Faith’s Creative Process

This is how I draw comics. For more of my thoughts and processes for making comics, take a look here.

I draw comics on a Cintiq, in Manga Studio. Here’s what my initial desktop looks like:

Faith Erin Hicks shows how her initial Manga Studio desktop looks

That’s Manga Studio, and my template comic page. It’s 10 by 14 inches, and the blue lines are my safety, trim and bleed. All important artwork and dialogue/speech bubbles should go within the safety.

Faith Erin Hicks starts sketching within the template safety

I draw with a red pencil (Pencil-Layout Red) from the Frenden Manga Studio brush pack. I can’t remember which pack I bought, but there’s only 3 on the Frenden site and I’m sure they’re all great. Frenden does great brushes. Why red? It’s just easier to see than blue. For some reason I have a hard time sketching with a blue pencil on a screen, although I still draw with blue on paper. I don’t know why that is.

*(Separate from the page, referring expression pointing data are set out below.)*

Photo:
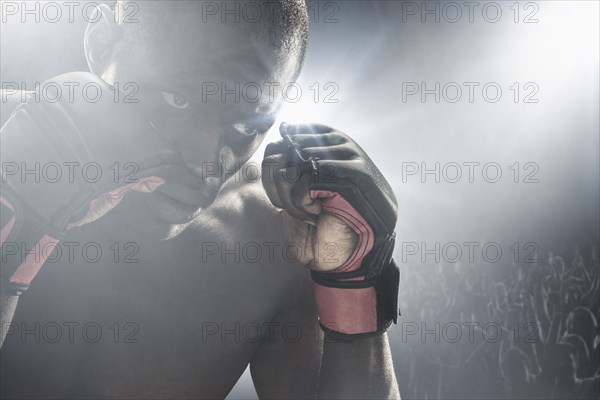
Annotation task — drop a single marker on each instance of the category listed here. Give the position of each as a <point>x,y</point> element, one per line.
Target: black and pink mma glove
<point>359,298</point>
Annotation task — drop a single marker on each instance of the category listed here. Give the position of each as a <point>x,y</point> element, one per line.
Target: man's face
<point>198,87</point>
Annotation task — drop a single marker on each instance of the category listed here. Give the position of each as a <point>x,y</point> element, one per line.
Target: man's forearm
<point>361,369</point>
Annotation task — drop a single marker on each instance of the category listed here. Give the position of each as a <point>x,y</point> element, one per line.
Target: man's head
<point>208,75</point>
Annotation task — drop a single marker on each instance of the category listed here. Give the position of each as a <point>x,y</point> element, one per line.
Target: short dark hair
<point>285,27</point>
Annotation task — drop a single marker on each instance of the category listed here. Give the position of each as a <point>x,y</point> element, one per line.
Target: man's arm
<point>360,369</point>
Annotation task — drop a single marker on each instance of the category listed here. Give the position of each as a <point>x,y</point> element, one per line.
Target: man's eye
<point>245,129</point>
<point>176,101</point>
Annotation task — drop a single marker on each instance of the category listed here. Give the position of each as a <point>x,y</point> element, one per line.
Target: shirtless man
<point>186,319</point>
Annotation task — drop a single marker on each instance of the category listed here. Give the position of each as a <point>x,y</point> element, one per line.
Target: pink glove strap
<point>33,261</point>
<point>349,311</point>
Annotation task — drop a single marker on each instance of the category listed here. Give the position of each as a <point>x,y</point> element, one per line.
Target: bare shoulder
<point>9,101</point>
<point>244,231</point>
<point>243,210</point>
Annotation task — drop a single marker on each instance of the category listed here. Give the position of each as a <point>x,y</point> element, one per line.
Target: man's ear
<point>100,36</point>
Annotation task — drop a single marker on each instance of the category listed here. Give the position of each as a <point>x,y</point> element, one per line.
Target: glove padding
<point>359,298</point>
<point>110,149</point>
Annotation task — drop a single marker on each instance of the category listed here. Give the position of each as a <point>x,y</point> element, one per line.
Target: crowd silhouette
<point>526,331</point>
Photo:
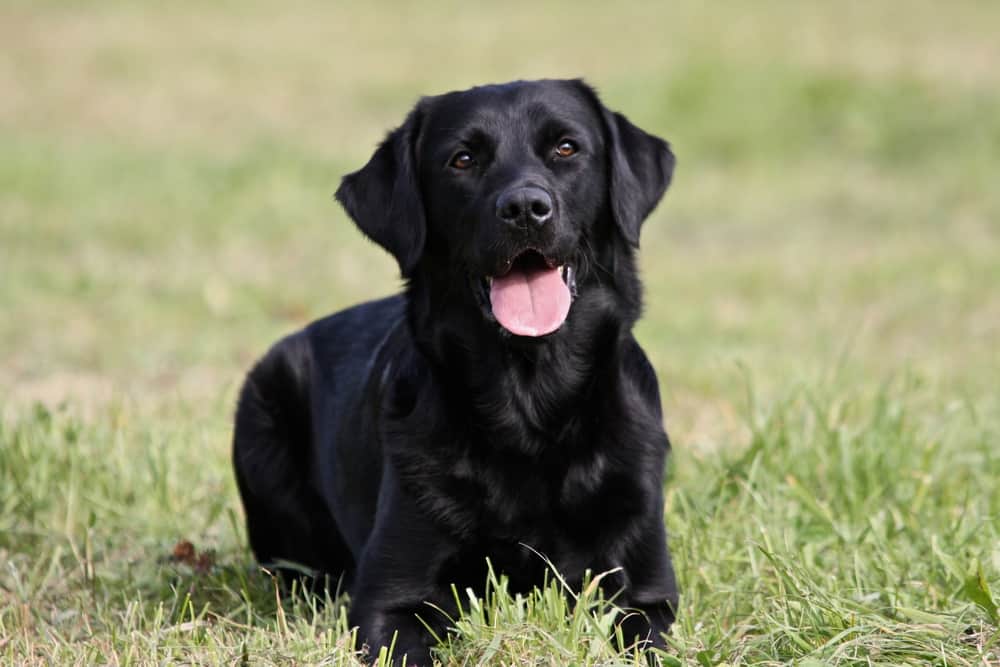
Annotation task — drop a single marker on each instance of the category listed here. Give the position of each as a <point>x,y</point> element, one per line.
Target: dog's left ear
<point>383,197</point>
<point>641,168</point>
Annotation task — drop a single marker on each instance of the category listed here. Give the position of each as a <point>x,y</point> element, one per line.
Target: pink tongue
<point>531,302</point>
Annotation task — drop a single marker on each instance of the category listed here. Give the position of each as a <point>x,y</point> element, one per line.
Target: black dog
<point>500,407</point>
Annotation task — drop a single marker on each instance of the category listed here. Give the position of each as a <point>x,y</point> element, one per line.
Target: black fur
<point>395,445</point>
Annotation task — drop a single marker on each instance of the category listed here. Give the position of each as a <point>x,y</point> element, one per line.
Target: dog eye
<point>566,148</point>
<point>462,160</point>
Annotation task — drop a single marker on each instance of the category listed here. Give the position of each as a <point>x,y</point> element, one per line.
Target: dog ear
<point>641,167</point>
<point>383,197</point>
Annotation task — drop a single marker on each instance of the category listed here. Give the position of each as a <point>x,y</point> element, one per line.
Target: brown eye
<point>462,160</point>
<point>565,148</point>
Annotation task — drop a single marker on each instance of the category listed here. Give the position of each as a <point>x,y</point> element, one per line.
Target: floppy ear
<point>641,168</point>
<point>383,197</point>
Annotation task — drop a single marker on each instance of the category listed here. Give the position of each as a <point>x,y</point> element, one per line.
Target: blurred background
<point>822,302</point>
<point>166,172</point>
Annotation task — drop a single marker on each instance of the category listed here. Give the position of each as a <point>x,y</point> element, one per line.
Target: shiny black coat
<point>394,446</point>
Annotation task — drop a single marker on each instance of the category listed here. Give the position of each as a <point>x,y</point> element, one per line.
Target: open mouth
<point>532,297</point>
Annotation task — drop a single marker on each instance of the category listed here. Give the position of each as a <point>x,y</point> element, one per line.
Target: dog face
<point>510,187</point>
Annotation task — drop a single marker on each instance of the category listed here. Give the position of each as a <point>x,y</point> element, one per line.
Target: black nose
<point>525,205</point>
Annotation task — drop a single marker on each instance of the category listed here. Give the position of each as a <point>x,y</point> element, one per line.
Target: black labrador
<point>500,406</point>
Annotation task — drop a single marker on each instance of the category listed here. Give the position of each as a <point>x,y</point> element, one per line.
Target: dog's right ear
<point>383,197</point>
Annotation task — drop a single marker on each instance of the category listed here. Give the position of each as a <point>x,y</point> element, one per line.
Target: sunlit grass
<point>821,309</point>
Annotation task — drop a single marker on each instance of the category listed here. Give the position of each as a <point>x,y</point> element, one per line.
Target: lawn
<point>822,308</point>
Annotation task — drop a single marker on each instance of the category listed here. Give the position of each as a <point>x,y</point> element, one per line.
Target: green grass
<point>822,308</point>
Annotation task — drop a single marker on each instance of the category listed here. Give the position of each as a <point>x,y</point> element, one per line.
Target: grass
<point>822,311</point>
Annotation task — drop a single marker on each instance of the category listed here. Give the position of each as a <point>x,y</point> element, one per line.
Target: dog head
<point>518,190</point>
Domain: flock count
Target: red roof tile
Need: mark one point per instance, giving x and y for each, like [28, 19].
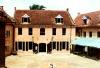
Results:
[42, 17]
[94, 19]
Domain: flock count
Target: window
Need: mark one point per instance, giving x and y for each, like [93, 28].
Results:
[30, 31]
[59, 20]
[42, 31]
[90, 34]
[84, 34]
[54, 45]
[63, 31]
[20, 45]
[30, 45]
[98, 34]
[63, 45]
[54, 31]
[25, 19]
[19, 31]
[85, 18]
[7, 34]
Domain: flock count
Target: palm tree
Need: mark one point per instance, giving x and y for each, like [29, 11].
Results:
[37, 7]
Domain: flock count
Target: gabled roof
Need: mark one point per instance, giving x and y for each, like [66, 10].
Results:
[94, 19]
[5, 17]
[43, 17]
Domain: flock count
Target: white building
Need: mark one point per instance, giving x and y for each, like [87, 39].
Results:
[43, 30]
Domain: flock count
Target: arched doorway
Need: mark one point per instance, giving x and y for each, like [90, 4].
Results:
[2, 44]
[42, 47]
[35, 48]
[49, 47]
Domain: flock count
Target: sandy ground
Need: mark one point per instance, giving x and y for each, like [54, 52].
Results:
[55, 60]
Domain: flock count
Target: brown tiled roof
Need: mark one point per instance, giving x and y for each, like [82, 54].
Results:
[42, 17]
[94, 18]
[5, 17]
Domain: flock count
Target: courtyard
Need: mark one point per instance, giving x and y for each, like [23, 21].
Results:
[60, 59]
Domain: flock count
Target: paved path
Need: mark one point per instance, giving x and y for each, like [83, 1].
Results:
[55, 60]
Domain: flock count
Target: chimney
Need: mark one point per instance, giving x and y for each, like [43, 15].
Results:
[1, 7]
[15, 8]
[78, 13]
[67, 9]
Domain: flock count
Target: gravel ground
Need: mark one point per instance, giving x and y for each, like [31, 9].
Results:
[56, 60]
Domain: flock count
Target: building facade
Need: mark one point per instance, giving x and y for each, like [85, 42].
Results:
[43, 30]
[9, 31]
[88, 34]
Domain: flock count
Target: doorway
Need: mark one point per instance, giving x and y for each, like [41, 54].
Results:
[42, 47]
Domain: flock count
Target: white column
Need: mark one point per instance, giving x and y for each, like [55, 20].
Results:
[38, 48]
[56, 45]
[59, 46]
[28, 45]
[46, 47]
[65, 45]
[25, 46]
[18, 45]
[22, 46]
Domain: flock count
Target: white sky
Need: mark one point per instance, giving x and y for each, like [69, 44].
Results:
[75, 6]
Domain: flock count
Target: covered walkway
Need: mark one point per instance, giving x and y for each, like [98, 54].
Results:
[86, 46]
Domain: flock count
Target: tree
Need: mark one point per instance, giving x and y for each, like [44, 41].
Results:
[37, 7]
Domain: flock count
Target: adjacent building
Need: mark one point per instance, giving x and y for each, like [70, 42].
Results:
[6, 32]
[43, 30]
[87, 34]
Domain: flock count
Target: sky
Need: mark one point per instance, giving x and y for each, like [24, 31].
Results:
[75, 6]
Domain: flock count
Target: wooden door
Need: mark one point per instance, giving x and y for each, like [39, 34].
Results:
[2, 44]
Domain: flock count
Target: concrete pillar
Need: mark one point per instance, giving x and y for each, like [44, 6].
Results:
[38, 48]
[46, 47]
[18, 45]
[59, 45]
[56, 45]
[22, 46]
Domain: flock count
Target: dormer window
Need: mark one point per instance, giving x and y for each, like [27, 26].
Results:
[85, 19]
[25, 19]
[59, 19]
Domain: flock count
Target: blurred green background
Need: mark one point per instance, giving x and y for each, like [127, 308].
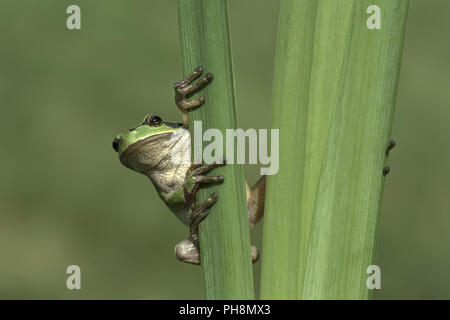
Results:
[65, 198]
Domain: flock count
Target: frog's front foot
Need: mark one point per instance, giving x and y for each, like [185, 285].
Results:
[185, 88]
[196, 177]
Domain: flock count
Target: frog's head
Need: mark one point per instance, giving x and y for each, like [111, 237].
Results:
[148, 145]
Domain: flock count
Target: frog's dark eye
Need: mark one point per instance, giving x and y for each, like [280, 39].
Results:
[153, 121]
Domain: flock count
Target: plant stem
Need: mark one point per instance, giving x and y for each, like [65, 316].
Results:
[334, 97]
[224, 234]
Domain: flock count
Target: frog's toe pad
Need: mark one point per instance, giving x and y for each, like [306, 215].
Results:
[187, 251]
[255, 254]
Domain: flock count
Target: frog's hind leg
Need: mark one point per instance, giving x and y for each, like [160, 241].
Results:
[188, 250]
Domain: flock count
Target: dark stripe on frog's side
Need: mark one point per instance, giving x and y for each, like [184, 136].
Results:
[139, 143]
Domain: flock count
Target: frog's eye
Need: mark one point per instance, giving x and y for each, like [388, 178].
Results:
[153, 121]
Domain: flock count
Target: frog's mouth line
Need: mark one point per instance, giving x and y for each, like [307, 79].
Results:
[174, 124]
[139, 143]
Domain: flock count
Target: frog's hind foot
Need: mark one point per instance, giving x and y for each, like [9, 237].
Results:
[187, 251]
[184, 88]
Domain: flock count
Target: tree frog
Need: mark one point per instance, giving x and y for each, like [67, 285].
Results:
[155, 147]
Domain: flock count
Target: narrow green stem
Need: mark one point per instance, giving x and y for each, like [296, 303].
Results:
[334, 96]
[224, 234]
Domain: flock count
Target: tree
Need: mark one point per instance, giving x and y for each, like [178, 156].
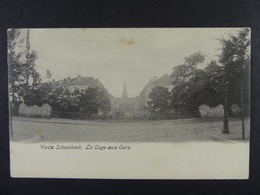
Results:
[94, 101]
[188, 83]
[48, 74]
[235, 59]
[160, 100]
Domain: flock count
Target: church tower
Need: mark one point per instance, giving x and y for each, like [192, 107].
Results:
[124, 94]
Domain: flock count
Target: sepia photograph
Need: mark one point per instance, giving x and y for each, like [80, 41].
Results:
[129, 103]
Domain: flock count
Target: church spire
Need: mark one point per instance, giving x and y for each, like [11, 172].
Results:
[124, 94]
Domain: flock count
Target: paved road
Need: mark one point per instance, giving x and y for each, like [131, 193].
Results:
[92, 131]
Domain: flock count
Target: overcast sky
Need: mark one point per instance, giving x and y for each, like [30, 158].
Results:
[115, 56]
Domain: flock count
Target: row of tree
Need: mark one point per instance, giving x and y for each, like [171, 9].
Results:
[224, 82]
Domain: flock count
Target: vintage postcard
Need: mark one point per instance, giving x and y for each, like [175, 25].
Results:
[129, 103]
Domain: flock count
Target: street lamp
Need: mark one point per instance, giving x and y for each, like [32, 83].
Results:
[225, 125]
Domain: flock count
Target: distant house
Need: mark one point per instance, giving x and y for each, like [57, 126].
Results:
[79, 82]
[164, 81]
[124, 106]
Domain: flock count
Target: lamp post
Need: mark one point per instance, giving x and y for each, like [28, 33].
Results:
[225, 124]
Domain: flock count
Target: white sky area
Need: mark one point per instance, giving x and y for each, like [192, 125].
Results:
[118, 55]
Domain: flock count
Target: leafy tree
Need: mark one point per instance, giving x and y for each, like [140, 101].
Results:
[182, 73]
[160, 100]
[235, 59]
[94, 100]
[189, 82]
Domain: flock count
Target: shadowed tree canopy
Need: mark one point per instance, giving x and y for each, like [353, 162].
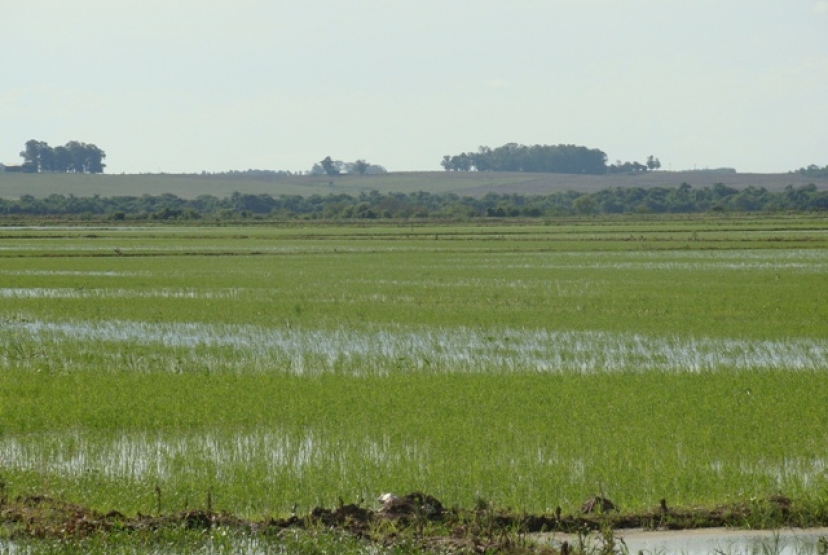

Faith Erin Hicks starts drawing with a red pencil

And here’s a rough comic page! Ta da! It’s pretty messy. I used a lot of reference to draw Nameless City. This is page 97, so a right facing page in the published book. Therefor the bleed on the second panel is bleeding off of the page and not into the spine of the book.

Faith Erin Hicks presents a rough comic page

One of the best things about Manga Studio is its perspective tools. I’m not an expert in using them, so I recommend looking up someone who really knows what they’re doing if you want to know more. I mostly just use the 1 and 2 point perspective grids to figure out where the floor is in certain panels, so I can more easily place characters within space. Very basic stuff, but it has made my life so much easier. I would marry Manga Studio’s perspective grids if I could. 😀

Faith Erin Hicks works enthusiastically with Manga Studio perspective grids

Then I clean up the page a bit. Eventually I hope to eliminate this step, because it’s time consuming. All I do is adjust the colour of the pencils to blue and trace over the figures I feel need improving with red. I usually only do this with main characters, an attempt at keeping everyone consistently drawn (lol).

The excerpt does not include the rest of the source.